Um So yeah, it's, it's really important. I think one on ones are really important as managers. If you're a leader in the team. Uh if you're not doing one on ones properly, you're really missing out. You should definitely, uh uh think about that as a regular thing, not just something you are, you have to do. That is a great way to connect with your team to know really what they have been up to, how you can help them, what you can unblock them and this is basically their time to share what's going on. It's not a status check meeting, it's not a meeting on like what is, uh uh what work they're working on. It's really to make sure that they, uh they feel that care and trust and over time, the managers that I, I have had especially good ones are the ones um who really check in and really understand what's going on in their uh in their team's um in the team's work and life at, at, in both cases.
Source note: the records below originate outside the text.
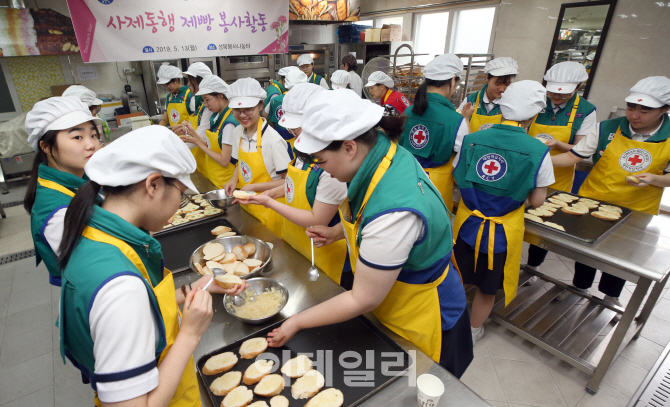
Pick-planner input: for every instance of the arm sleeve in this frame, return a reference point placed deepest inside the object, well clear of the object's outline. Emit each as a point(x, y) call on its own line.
point(588, 145)
point(545, 175)
point(588, 124)
point(53, 231)
point(124, 332)
point(330, 190)
point(463, 130)
point(387, 240)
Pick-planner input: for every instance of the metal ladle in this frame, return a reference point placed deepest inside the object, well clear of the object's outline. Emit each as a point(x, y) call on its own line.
point(313, 273)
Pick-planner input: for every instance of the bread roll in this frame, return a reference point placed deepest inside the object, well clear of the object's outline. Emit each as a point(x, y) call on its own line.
point(253, 347)
point(297, 366)
point(219, 363)
point(226, 383)
point(308, 385)
point(270, 385)
point(327, 398)
point(257, 371)
point(239, 397)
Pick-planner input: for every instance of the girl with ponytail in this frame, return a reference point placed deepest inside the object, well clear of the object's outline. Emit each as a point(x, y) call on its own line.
point(65, 136)
point(434, 130)
point(119, 317)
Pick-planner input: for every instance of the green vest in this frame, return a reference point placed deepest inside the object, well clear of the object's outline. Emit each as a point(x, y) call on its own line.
point(481, 156)
point(86, 274)
point(562, 117)
point(214, 124)
point(272, 90)
point(419, 195)
point(181, 98)
point(430, 138)
point(608, 129)
point(276, 110)
point(47, 203)
point(472, 98)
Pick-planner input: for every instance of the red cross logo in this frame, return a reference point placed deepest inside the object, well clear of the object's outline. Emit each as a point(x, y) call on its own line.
point(635, 160)
point(419, 137)
point(490, 167)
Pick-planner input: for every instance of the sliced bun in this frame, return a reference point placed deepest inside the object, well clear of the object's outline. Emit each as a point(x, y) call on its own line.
point(327, 398)
point(226, 383)
point(270, 385)
point(297, 366)
point(228, 281)
point(257, 371)
point(219, 363)
point(250, 248)
point(241, 269)
point(253, 347)
point(308, 385)
point(606, 215)
point(239, 397)
point(212, 250)
point(279, 401)
point(240, 253)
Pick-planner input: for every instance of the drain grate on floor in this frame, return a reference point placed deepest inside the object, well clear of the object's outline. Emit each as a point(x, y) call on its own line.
point(12, 257)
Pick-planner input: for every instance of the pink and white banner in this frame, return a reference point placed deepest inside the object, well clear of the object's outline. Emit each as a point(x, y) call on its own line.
point(132, 30)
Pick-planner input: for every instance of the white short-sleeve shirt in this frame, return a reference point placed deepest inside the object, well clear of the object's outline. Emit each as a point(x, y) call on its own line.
point(273, 148)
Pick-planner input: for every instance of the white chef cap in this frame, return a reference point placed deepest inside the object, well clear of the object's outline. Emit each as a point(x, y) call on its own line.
point(380, 78)
point(523, 100)
point(84, 94)
point(320, 126)
point(245, 92)
point(501, 67)
point(212, 84)
point(166, 73)
point(565, 76)
point(443, 67)
point(198, 69)
point(140, 153)
point(294, 104)
point(340, 79)
point(56, 113)
point(294, 77)
point(653, 92)
point(305, 59)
Um Yeah. So the 11 question I see from uh Anne Marie is what tools do you use in? 11 for fellow dot app? Yeah, I think I've, I've used kind of different tools over the years. Um I, at this point I basically just use one note to kind of follow up on. I do tag folks. I put links there. So that works for me, but they are definitely a good suggestion. Uh There are a few uh uh apps that you can use. The work board is also another one that I've used in the past. Um So yeah, anything, um what you take as an action item, uh definitely follow up on that and then check in on the next one on one with your uh with your uh report on those things and follow up on that it ends for any, anything, any mentorship type sessions, any, any people that you meet coffee chats, I actually use some of these uh tools to follow up on because IW I tend to forget stuff.

Um And I think as I'm getting older, uh that's really important to kind of note down some of those things and take actions on those. Uh I see one question. Any other ideas of improving the engagement as a manager? Yes. Um So I think beyond the um uh beyond the. Uh uh so, so they are the, the morale events and other things that I, I mentioned, one of the things that you can definitely do is um I is definitely to really check in with us. And then also when I say about improving the team engagement is to, is to whatever whatever coms method you use, use teams or slack and things like that, we've had these water cooler type channels where, where the discussions, for example, that were used to happen in person, in some cases are happening over there.

It could be about like starting uh discussions of how was your weekend? What did you do on weekend? Things around engagement on? Oh, This is one learning that I did this week or this has been my win this week. Uh Things around. Uh This is something I I did not like or did not do well this time. So questions like that actually uh encourage folks to share other ideas as well. A book that you read an article that you recently saw a talk that you recently uh heard. So all of those could be good ways to actually start engagement in your team. So I think we are at time here again. Thank you so much for being here. Um I really appreciate all of you uh for listening to me and feel free to connect with me and um hopefully I'll, I'll see you around in the conference and you're enjoying the rest of the day as well. Thank you.